O minimalismo norteou a reelaboração dos signos. Como em cena na qual apitos de madeira, soprados para criar a atmosfera agourenta, são transformados em copos, por onde o veneno dos amantes foi ingerido. A representação da morte do casal também seguiu a linha da contenção. Os coletes coloridos, senha para que o ator, valendo-se do sistema coringa, mudasse de papel, foram pendurados lado a lado, nos cavaletes que representavam a tumba do casal.
Durante todo o festival, o Garajal apresentou esquetes e contações franqueadas ao público. Foto: Sol Coelho/Divulgação
No espetáculo, não há uma justaposição dos elementos da arte popular, como se pairassem acima da encenação, como corpo estranho. Nada soa gratuito ou superficial.

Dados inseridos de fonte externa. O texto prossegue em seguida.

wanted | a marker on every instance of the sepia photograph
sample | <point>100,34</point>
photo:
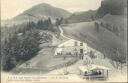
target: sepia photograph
<point>63,41</point>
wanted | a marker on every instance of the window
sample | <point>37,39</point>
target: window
<point>75,43</point>
<point>81,44</point>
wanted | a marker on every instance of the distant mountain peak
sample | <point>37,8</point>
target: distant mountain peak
<point>42,11</point>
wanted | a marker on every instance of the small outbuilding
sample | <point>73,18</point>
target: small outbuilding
<point>94,72</point>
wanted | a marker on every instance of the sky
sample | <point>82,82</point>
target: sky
<point>11,8</point>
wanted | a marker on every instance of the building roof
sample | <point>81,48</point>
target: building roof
<point>92,67</point>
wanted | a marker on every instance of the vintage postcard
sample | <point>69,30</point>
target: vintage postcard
<point>63,41</point>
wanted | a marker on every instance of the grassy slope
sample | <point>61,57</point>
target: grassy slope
<point>86,32</point>
<point>81,17</point>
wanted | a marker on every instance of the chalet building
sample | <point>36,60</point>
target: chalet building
<point>71,47</point>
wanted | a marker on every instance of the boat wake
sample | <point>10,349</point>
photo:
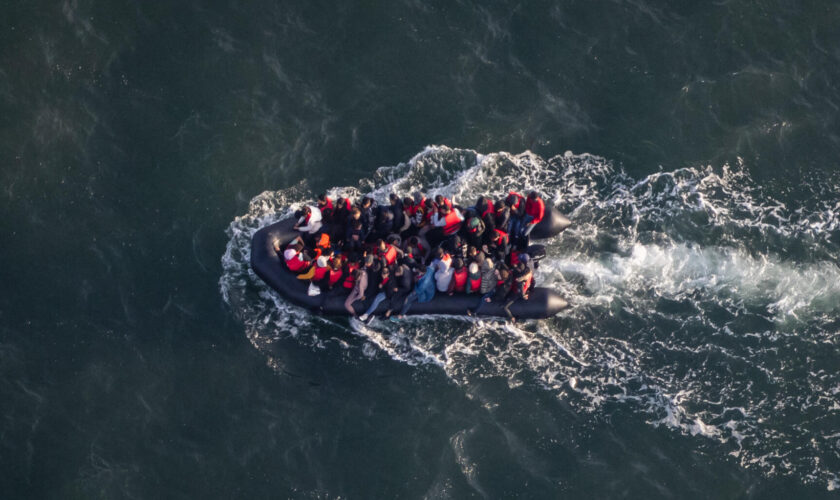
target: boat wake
<point>698,300</point>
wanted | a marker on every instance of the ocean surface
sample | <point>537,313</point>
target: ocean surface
<point>695,146</point>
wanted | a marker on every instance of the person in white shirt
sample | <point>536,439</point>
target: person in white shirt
<point>442,266</point>
<point>309,223</point>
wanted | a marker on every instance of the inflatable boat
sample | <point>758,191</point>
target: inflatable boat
<point>268,265</point>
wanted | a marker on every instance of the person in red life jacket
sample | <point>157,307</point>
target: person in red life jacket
<point>350,274</point>
<point>534,212</point>
<point>399,287</point>
<point>367,207</point>
<point>355,237</point>
<point>414,248</point>
<point>309,220</point>
<point>475,231</point>
<point>484,207</point>
<point>388,252</point>
<point>332,283</point>
<point>442,201</point>
<point>501,218</point>
<point>429,211</point>
<point>516,202</point>
<point>334,274</point>
<point>401,220</point>
<point>515,255</point>
<point>520,288</point>
<point>499,244</point>
<point>473,276</point>
<point>381,295</point>
<point>360,280</point>
<point>447,222</point>
<point>295,258</point>
<point>458,283</point>
<point>327,208</point>
<point>322,268</point>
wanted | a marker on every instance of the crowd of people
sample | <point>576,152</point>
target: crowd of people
<point>411,248</point>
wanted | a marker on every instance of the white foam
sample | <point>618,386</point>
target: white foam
<point>657,269</point>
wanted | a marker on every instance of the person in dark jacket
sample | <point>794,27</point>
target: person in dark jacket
<point>401,284</point>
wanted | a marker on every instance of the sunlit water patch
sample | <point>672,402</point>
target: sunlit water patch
<point>699,301</point>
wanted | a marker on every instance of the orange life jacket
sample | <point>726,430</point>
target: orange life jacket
<point>335,275</point>
<point>320,272</point>
<point>349,280</point>
<point>475,283</point>
<point>452,223</point>
<point>296,264</point>
<point>501,237</point>
<point>390,254</point>
<point>460,279</point>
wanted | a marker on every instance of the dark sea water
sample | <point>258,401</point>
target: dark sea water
<point>695,145</point>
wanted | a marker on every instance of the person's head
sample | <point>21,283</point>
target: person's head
<point>474,224</point>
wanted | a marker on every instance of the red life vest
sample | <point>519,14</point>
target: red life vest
<point>412,210</point>
<point>452,223</point>
<point>475,284</point>
<point>427,216</point>
<point>501,237</point>
<point>519,199</point>
<point>320,272</point>
<point>349,280</point>
<point>335,275</point>
<point>514,258</point>
<point>390,255</point>
<point>459,277</point>
<point>536,209</point>
<point>296,264</point>
<point>488,210</point>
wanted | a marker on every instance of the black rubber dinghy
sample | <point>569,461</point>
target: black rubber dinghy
<point>268,265</point>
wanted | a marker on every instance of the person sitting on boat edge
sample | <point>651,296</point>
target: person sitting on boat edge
<point>458,282</point>
<point>534,212</point>
<point>358,293</point>
<point>442,266</point>
<point>309,221</point>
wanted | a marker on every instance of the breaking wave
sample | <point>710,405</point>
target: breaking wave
<point>699,300</point>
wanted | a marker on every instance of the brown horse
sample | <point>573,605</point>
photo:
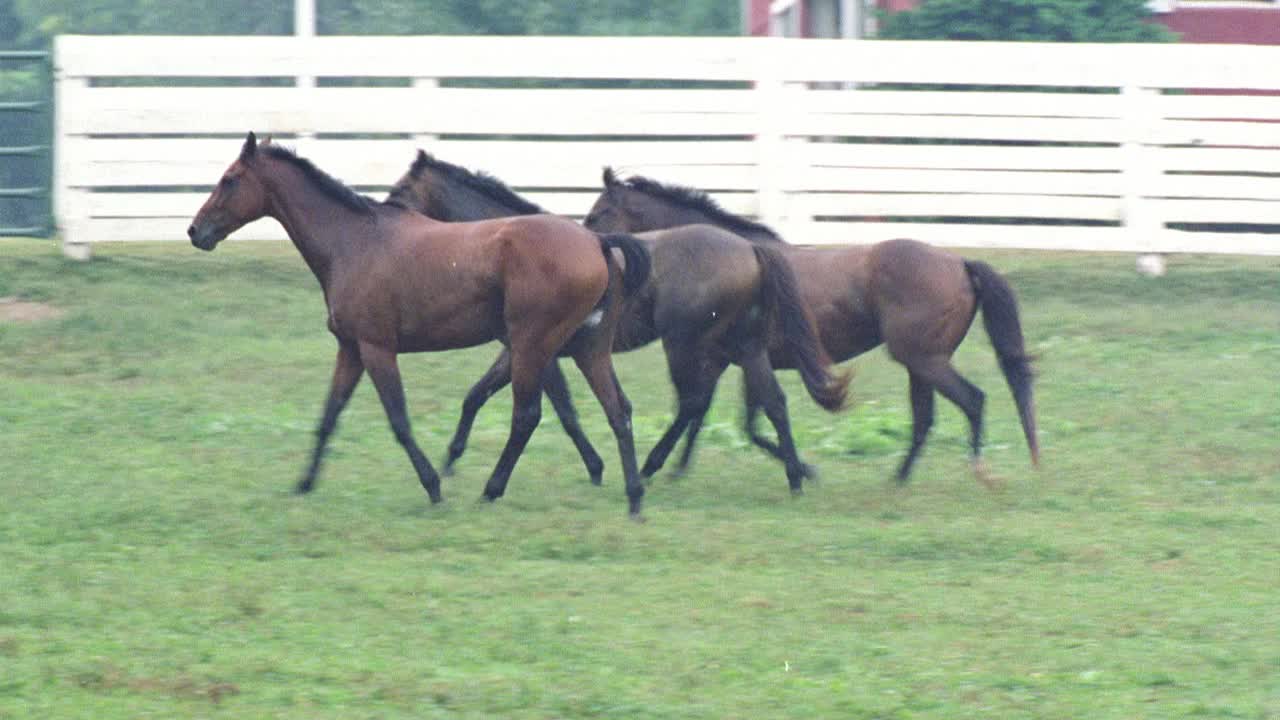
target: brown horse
<point>711,299</point>
<point>915,299</point>
<point>397,282</point>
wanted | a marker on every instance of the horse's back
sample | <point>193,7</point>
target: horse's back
<point>702,276</point>
<point>923,297</point>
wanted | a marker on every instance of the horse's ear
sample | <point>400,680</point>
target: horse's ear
<point>611,180</point>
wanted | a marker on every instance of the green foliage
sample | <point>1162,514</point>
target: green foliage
<point>152,563</point>
<point>45,18</point>
<point>1056,21</point>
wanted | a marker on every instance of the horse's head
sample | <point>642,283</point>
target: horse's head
<point>612,210</point>
<point>238,199</point>
<point>412,191</point>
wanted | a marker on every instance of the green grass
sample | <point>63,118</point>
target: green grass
<point>152,563</point>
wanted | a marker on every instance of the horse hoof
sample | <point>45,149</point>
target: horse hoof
<point>990,481</point>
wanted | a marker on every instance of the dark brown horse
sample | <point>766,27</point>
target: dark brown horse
<point>711,299</point>
<point>397,282</point>
<point>915,299</point>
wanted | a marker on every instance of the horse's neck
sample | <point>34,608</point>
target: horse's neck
<point>479,206</point>
<point>743,229</point>
<point>319,226</point>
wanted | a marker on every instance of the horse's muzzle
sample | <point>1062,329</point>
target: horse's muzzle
<point>202,237</point>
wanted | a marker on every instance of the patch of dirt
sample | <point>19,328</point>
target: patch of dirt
<point>13,310</point>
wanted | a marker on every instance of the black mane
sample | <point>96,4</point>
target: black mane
<point>699,200</point>
<point>329,185</point>
<point>479,181</point>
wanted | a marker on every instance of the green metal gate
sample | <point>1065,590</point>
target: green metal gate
<point>26,144</point>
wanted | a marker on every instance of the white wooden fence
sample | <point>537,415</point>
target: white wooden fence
<point>960,144</point>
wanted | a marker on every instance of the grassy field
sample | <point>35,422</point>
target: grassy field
<point>152,563</point>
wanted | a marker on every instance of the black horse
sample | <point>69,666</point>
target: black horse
<point>712,299</point>
<point>915,299</point>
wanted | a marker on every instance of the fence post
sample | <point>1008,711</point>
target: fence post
<point>771,201</point>
<point>1142,174</point>
<point>71,204</point>
<point>781,160</point>
<point>425,85</point>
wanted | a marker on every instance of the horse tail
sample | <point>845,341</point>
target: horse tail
<point>636,256</point>
<point>1005,329</point>
<point>782,300</point>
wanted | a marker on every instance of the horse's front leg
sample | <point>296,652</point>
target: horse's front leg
<point>384,372</point>
<point>494,379</point>
<point>557,391</point>
<point>346,374</point>
<point>598,369</point>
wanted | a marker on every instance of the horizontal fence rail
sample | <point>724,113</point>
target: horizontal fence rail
<point>1127,147</point>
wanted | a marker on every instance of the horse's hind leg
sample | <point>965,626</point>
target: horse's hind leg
<point>557,391</point>
<point>526,411</point>
<point>758,374</point>
<point>695,424</point>
<point>752,420</point>
<point>922,419</point>
<point>694,377</point>
<point>346,374</point>
<point>496,378</point>
<point>967,396</point>
<point>598,369</point>
<point>384,372</point>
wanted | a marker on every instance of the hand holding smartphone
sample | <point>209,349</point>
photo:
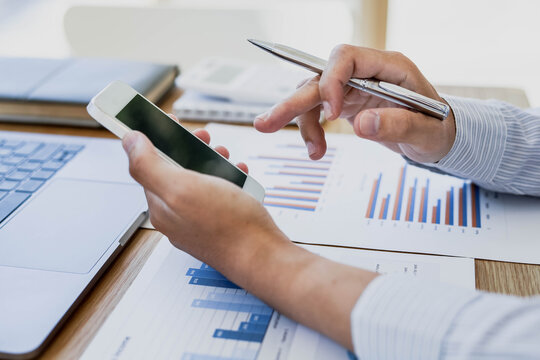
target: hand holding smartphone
<point>119,108</point>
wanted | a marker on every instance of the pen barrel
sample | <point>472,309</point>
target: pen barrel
<point>401,96</point>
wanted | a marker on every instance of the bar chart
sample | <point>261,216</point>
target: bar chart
<point>418,202</point>
<point>361,194</point>
<point>294,182</point>
<point>256,314</point>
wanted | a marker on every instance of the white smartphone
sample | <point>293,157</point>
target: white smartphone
<point>120,108</point>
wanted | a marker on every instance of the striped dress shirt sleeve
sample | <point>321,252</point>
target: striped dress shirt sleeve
<point>398,317</point>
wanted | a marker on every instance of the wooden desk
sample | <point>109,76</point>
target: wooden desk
<point>75,335</point>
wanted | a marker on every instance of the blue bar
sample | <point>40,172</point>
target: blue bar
<point>372,211</point>
<point>413,199</point>
<point>213,282</point>
<point>464,202</point>
<point>386,207</point>
<point>236,298</point>
<point>477,200</point>
<point>238,335</point>
<point>252,327</point>
<point>259,318</point>
<point>220,305</point>
<point>438,219</point>
<point>424,215</point>
<point>206,274</point>
<point>401,188</point>
<point>311,191</point>
<point>451,217</point>
<point>193,356</point>
<point>206,267</point>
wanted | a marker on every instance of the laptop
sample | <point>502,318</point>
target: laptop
<point>67,207</point>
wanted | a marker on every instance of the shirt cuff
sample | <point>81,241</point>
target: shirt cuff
<point>480,139</point>
<point>399,317</point>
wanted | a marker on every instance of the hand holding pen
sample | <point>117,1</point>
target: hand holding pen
<point>419,136</point>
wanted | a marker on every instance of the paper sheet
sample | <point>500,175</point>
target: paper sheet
<point>363,195</point>
<point>179,308</point>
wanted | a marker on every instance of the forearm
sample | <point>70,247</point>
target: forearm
<point>400,317</point>
<point>497,146</point>
<point>305,287</point>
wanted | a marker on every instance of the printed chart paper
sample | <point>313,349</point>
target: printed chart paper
<point>180,308</point>
<point>363,195</point>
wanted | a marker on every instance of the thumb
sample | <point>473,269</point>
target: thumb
<point>146,166</point>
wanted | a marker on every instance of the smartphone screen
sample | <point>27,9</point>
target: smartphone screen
<point>175,141</point>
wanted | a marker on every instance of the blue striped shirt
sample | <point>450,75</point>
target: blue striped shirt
<point>497,146</point>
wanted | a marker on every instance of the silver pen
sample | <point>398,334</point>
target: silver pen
<point>382,89</point>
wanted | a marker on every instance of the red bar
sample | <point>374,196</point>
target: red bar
<point>288,204</point>
<point>460,207</point>
<point>420,215</point>
<point>447,217</point>
<point>473,204</point>
<point>398,194</point>
<point>409,203</point>
<point>381,212</point>
<point>368,211</point>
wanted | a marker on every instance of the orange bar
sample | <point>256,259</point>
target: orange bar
<point>420,215</point>
<point>292,205</point>
<point>398,194</point>
<point>368,211</point>
<point>409,203</point>
<point>473,204</point>
<point>447,218</point>
<point>289,196</point>
<point>460,207</point>
<point>381,212</point>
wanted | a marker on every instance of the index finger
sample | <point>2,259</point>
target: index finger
<point>303,100</point>
<point>148,168</point>
<point>348,61</point>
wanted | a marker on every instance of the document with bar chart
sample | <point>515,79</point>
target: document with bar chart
<point>180,308</point>
<point>363,195</point>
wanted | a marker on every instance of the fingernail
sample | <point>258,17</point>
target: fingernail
<point>369,123</point>
<point>311,148</point>
<point>327,109</point>
<point>263,116</point>
<point>129,141</point>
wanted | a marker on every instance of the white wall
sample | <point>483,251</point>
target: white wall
<point>472,42</point>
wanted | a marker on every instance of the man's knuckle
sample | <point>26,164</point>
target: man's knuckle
<point>136,165</point>
<point>342,50</point>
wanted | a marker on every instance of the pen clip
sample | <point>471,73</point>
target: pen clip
<point>405,94</point>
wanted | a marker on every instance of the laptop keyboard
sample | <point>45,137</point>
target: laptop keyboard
<point>25,166</point>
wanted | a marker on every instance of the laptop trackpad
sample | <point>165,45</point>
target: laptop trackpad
<point>69,225</point>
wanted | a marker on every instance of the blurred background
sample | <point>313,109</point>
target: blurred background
<point>459,42</point>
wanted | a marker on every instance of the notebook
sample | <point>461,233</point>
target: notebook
<point>195,106</point>
<point>56,91</point>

Ajustam-se ao andamento da poesia de Shakespeare os cocos de chegança, com os quais o espetáculo é apresentado; os versos de cordel que iniciam e encerram o espetáculo; a cena da luta dos Montecchio com os Capuleto, toda ela redimensionada pelos passos de dança do reisado; e, até quando Julieta é obrigada a casar, o autoflagelo da personagem que evoca os penitentes de Barbalha. Mais do que efeitos cênicos, o que a companhia traz para o palco é verdade.
Outro aspecto que fez o público rir, e muito, foram as expressões típicas do falar cearense, costuradas na lírica adaptação feita por Vítor Augusto: “O príncipe está fumando numa quenga” (que significa que o soberano está deveras irritado); “Romeu, é tu macho?”; “Negrada, o respirador de Julieta parou”. A direção musical de Maurício Rodrigues e Marcos Vinícius, também embebida de cultura popular, deu relevo ao talento musical do grupo, que executou as canções em cena. O figurino, de Dielan Viana, com as roupas de algodão e adereços coloridos, harmonizou bem o casamento entre o clássico e o popular.
No elenco, destaca-se a figura da atriz e instrumentista Lu Nunes. Não só comandou a percussão do espetáculo, como fez, dentre outros papéis, a Julieta nos momentos finais. Assis Lima, no papel de Frei Lourenço, trouxe a efígie do padre Cícero para composição do seu personagem; Aldebaran Faustino buscou no seu clown branco o tom autoritário para compor o senhor Capuleto; Henrique Rosa revelou-se um talento cômico, sobretudo por sua embocadura de voz, muito aproximada dos artistas de rua e dos camelôs; Rayane Medes encontrou, também, na sua palhaça o perfil para compor a velha ama de Julieta; Rafael Melo buscou no Mateus do Reisado o tom para interpretar Romeu; Sudailson Kennedy, que faz o primo Teobaldo, trouxe o seu corpo de brincante e palhaço para a cena, em especial, no momento em que nos brindou na bela cena do duelo final. Como um todo, a interpretação é pautada no trabalho de clowns, desenvolvido por todo o elenco.
O Grupo Garajal, fundado em 2003, deu-se ao desafio de recriar um dos grandes clássicos da dramaturgia mundial e correu um grande risco ao fazê-lo. É que ainda perduram ecos na memória de muitos expectadores do teatro nacional da célebre montagem do Galpão, feita em 1992, com o encenador Gabriel Vilela, um dos marcos da história do teatro contemporâneo brasileiro. Comparações seriam – e serão – inevitáveis. Entretanto, a ousadia dos cearenses foi recompensada com um espetáculo emocionante e vivo.
ASTIER BASÍLIO, jornalista, poeta e crítico de teatro.